When he woke up, he couldn't be sure how long he'd been asleep, or even if he had slept at all. His dreams had been punctuated by bouts of waking to find Dimitri gazing down at him or speaking to people who were not there, and the waking and sleeping moments had blurred themselves together until Felix could no longer be sure which of them had been real. 

For the moment, though, he was alone in his bedroll. 

He shouldn't have expected anything else. The bonfire had long since died to embers. A thin, loose trail of smoke trailed up into the sky, which was colored pre-dawn greys and violets. 

The prince stood at the edge of the courtyard, looking out over the rest of the monastery. He was garbed in his stinking, heavy cloak again, matted furs and all, and he didn't so much as glance at Felix as he roused. 

Sylvain and Ingrid would be here at any time, Felix thought as he pulled his mail on over his shirt. What would they say, when they saw Dimitri like this? Felix wasn't even sure if the boar even knew he was still there. What would Felix say to his friends? What was Felix _meant_ to say to Rodrigue? 

"Felix," the prince's voice rang out. Felix looked up from pulling his belt back on. The boar had turned his head just over one of his shoulders, and Felix could see the pinprick of his remaining eye under that matted, wild mane of blond hair. 

He said nothing, but didn't turn away.
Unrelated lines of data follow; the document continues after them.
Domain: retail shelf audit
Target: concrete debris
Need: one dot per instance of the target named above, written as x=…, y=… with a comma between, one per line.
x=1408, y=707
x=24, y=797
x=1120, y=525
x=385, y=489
The boar turned ever more slightly toward him, and then back away, looking out over the battlements. 

"If you are real," the beast continued, "then you'll have no arguments about helping me clean out the villages here. There are rats suffusing every inch of them, and I'll not stand for it." 

"I'm not here to help you clean up after outlaws," Felix said, even as he pulled on his gaiters. 

Dimitri let out a laugh. It rang, echoing, against the walls of their empty school. 

"No," he said. "I suppose not. And yet, you'll do it anyway, won't you? For me." 

Felix pulled his cape over his shoulders, feeling the warm weight of it settle against his back. "As though one of your phantoms wouldn't just do what you wanted, you idiotic boar," he grumbled. 

"No, Felix," the beast said. Felix didn't even realize he'd said it loud enough to be overheard. "That's how I know you're still real. Still waking, still alive. The others -- they want vengeance, or justice. They don't care a whit about me." Something in the rough, ragged tone of his wild prince turned wistful. "You, though. You do. You'd do anything, if you could, to help me."

"Yeah," Felix said. He pulled one of his swords into its sheath with the squeal of metal on metal. He thought he imagined it for a moment, but as Dimitri turned toward the sound, he thought he saw a small smile cross the prince's features. 

"Well," he continued, "Try not to make me regret it." 

Now he knew he hadn't imagined the smile on the boar's face, as he watched it slowly fade. Dimitri turned away from him, and, somewhere behind the mountains, the morning's first ray of sunlight began to cut through the clouds.